If visiting Seattle in July and August, the city offers a few more sporting options that include the Seattle Storm at the Climate Pledge Arena, the Seattle Seahawks or the Seattle Sounders at Lumen Field, and the Seattle Cascade (American United Disc League) and Seattle Memorial Stadium that is adjacent to the Space Needle.


Fans 4

The fans have an exciting Mariners team to watch and have been coming out again to the ballpark to support the club. Fans are decked out in multiple team gear spanning from the current jerseys back to the trident logo of the 1970s, plus the City Connect jerseys are popular among fans. Yes, many are there to have a good time with friends and family, but it’s hard not to get excited about the young team that hopes to bring a championship to town.



Access 4

T-Mobile Park is accessible via interstate, light link rail, city bus, train, on foot, and ferry. Fans who take the ferry from the nearby islands have about half a mile to walk to the stadium, and those who take the train, bus, or light rail system are dropped off at the stadium (the light rail system probably has a little bit of a longer walk). If arriving by car, there are multiple public and private lots around the ballpark.
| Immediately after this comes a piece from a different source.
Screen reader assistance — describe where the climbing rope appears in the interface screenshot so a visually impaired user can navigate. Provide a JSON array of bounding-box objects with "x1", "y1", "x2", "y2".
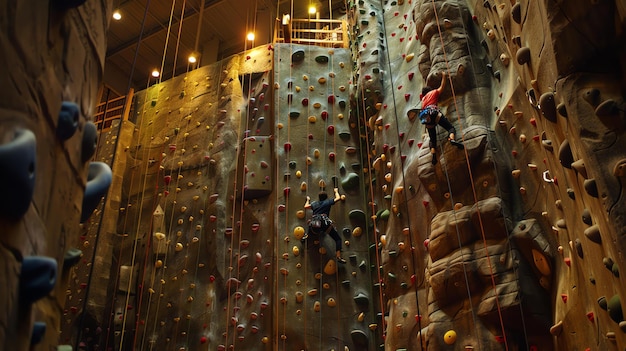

There are 15 entry points at the Left Field Gate entrance, including escalators and elevators to all three levels. There are additional elevators behind the home plate entry and escalators behind the home plate entrance and Sections 125 and 143. All gender restrooms are located in Sections 105, 120, 219, 234, 327, and 333.


Return on Investment 4

Tickets to Mariners games can be as low as $15 if purchased on sites such as TickPick with no additional fees or services but can rise to $35-$40 for games against Houston or ceremonies honoring former players. However, the average price for a ticket should be no more than $20-$25 games when you factor all of this in. The cost to park a car will range from $20-$30, Seattle Dog is $13, and craft beer is $16 inside the ballpark.



You know what type of spender you are, and here is my advice to save a few bucks. If possible, hop in the light rail system for a $6 round trip fare, grab a Seattle Dog for $6 (or a Polish sausage combo, chips, and fries for $6) before the game at one of the street vendors, and once inside, enjoy a couple of value beers of Miller High Life or Iron Horse High Five for $5. The total will be around $16 for food and drink. If money is not an object, enjoy a plate of garlic fries, a luau plate, and a 16-ounce Black Raven Pilsner. It will cost around $36 in total.


Extras 3

T-Mobile Park earns extra points for the scenic views of the city and Puget Sound from either the Trident Deck in the upper right corner or the Rooftop Boardwalk above the Home Plate Gate Rotunda on the view level. You would want to arrive around sunset for picture opportunities.


Value Menu options are $3 and include a junior dog, nachos, peanuts, Red Vines, popcorn, a 12-ounce water bottle, and a 16-ounce refillable soda. If you are traveling with kids, this might be all they need to satisfy their hunger. For the adults, value beers are either $5 or $6 and include varieties from Pacifico, Bale Breaker, Boneyard, Corona, Lagunitas, PBR, and Vizzy.


The T-Mobile ‘Pen is the place to be for younger fans looking for an open bar atmosphere. The area is next to the Mariners bullpen in center field and opens up 2 hours before the game featuring happy hour pricing.


Final Thoughts

T-Mobile Park provides everything a traditional and non-traditional fan would ever need at a ballpark. The assortment of food, beverages, and value options is impressive, along with its location to public transportation. However, it might be the views of the city and The Sound that is the real highlight of the ballpark. When you add a winning Mariners ball club, you should have no doubt a wonderful time at the ballpark.